How long would this take? Maybe not long at something like 9% annual inflation in the cost of medical services. Do you all have any thoughts on what will or could happen given the continued increase in costs? Nancy O.
“How long would this take?”
They will stop raising prices at the exact same moment that the USG and American citizen run out of money.
The subsidy in the new health plan is some sort of sliding scale all the way up to $80K of household income. So the insurers and providers just got themselves another line straight to the Full Faith and Credit of the USG.
Already we pay double what other civilized countries pay, and if I remember correctly healthcare is 20% of GDP.
Mexico has been trying to get the US to allow medicare to pay for visits for health care to Mexican hospitals and doctors. There is some kind of program going on where Mexican hospitals can be certified that they are up to US standard. And of course drugs cost half as much.
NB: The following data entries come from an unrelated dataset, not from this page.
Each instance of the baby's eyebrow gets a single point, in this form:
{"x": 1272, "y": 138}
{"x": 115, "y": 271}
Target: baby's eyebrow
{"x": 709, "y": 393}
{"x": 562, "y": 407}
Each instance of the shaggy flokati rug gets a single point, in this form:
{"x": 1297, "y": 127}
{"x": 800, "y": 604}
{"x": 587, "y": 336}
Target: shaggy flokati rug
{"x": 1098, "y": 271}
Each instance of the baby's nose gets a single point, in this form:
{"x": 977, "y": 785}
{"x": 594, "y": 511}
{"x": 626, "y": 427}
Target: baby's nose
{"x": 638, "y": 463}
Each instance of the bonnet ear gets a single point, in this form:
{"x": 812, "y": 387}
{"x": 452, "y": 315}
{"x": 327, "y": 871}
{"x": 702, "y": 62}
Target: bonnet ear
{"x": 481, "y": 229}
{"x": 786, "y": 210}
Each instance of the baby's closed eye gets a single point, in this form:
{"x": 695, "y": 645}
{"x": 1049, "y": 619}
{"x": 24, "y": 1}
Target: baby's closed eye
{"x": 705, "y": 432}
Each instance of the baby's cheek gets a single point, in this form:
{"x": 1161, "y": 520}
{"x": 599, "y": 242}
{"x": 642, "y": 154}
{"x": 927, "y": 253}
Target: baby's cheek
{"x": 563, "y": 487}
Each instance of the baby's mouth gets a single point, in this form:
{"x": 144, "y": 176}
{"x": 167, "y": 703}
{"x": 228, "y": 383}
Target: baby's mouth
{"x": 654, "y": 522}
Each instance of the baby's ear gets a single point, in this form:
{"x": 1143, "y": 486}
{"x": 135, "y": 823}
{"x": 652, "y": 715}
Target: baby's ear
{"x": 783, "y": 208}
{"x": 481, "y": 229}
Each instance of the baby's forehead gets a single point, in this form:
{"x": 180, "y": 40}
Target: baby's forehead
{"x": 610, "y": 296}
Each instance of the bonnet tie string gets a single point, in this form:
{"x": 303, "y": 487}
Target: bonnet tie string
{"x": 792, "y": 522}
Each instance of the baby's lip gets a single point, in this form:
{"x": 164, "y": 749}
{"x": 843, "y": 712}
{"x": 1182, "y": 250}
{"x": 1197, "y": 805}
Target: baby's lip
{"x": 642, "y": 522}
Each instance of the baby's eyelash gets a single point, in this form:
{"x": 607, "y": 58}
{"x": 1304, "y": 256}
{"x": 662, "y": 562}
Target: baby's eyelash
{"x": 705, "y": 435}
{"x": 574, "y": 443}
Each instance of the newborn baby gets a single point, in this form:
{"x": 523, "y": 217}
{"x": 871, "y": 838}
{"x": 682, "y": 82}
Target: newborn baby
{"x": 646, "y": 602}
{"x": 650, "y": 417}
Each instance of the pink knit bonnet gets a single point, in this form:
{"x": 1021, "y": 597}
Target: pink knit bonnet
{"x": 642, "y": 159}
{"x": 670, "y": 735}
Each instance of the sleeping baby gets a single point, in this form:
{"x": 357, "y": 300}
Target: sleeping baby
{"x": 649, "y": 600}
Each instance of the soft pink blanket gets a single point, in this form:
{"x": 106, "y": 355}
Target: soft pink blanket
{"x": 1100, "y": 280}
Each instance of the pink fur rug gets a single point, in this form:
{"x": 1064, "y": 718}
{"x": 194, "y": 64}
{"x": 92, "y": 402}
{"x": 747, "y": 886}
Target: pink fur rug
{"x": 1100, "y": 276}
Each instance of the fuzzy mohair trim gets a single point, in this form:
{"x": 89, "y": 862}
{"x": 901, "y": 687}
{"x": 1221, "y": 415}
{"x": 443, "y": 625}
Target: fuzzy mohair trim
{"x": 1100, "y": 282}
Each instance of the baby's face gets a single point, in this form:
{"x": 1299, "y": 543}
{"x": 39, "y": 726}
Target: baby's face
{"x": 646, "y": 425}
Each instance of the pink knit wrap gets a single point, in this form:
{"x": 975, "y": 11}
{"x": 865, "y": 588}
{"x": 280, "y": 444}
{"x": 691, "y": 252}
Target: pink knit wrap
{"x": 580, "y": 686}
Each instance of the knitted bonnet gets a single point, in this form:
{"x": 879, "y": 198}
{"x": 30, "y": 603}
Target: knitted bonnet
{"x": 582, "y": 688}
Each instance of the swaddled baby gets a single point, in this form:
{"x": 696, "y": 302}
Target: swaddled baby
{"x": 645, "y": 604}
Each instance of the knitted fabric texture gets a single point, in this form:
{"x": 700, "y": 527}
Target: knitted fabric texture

Or we could all just move there, but in that case Mexico should revamp their byzantine real estate industry and laws.
Bruce Bartlett noticed and ran a story in Fiscal Times. And notified me by e-mail. I’ll update the post but note that his headline didn’t quite point out my claim.
Bruce Bartlett noticed and ran a story in Fiscal Times. And notified me by e-mail. I’ll update the post but note that his headline didn’t quite point out my claim.
Well, Cedric, if the people here don’t want to pay what it costs to take care of its own then I guess it might profit us to see if the Mexican govt. will. It’d cost us less and a lot of people who can’t afford treatment here could afford it there. Assuming they could travel there. Of course. If not, too bad. As to their changing their laws, I wouldn’t hold your breath. They want our money. They don’t want us and I don’t blame ’em, come to that. NancyO
A small national sales tax 1.5% would keep social security and medicate solvent into the foreseeable future.
Everyone would contribute. Criminals, Wealthy, Unemployed etc. We are a consumer economy 70%. Since all american would eventually benefit, there would not be any objections.
Tell your congressman or Senator. Thanks
ednegola
thanks. you are exactly right as to the amount of the tax.
but social security is not supposed to be welfare, but an insurance program for workers the workers pay for themselves.
if you made it benefit from a sales tax, pretty soon someone would say, hey, we could cut the sales tax if we means tested the benefits… and pretty soon you’d be back to work houses. since at the end of the day the workers would be paying for it anyway, all you would have accomplished is broken the link between the person paying the tax and the person getting the benefit.
Nancy:
I think the subsidies will merely increase the cost of insurance faster than without the subsidies.
When you have to subsidize a product, which many consider a necessity, way past the median household income of $52,000, you’ve got a problem: a necessity priced as a luxury.
I believe we have a health care bubble, just like we have a house bubble.
Prices are going to have to deflate.
Subsidies merely delay the process and increase the debt.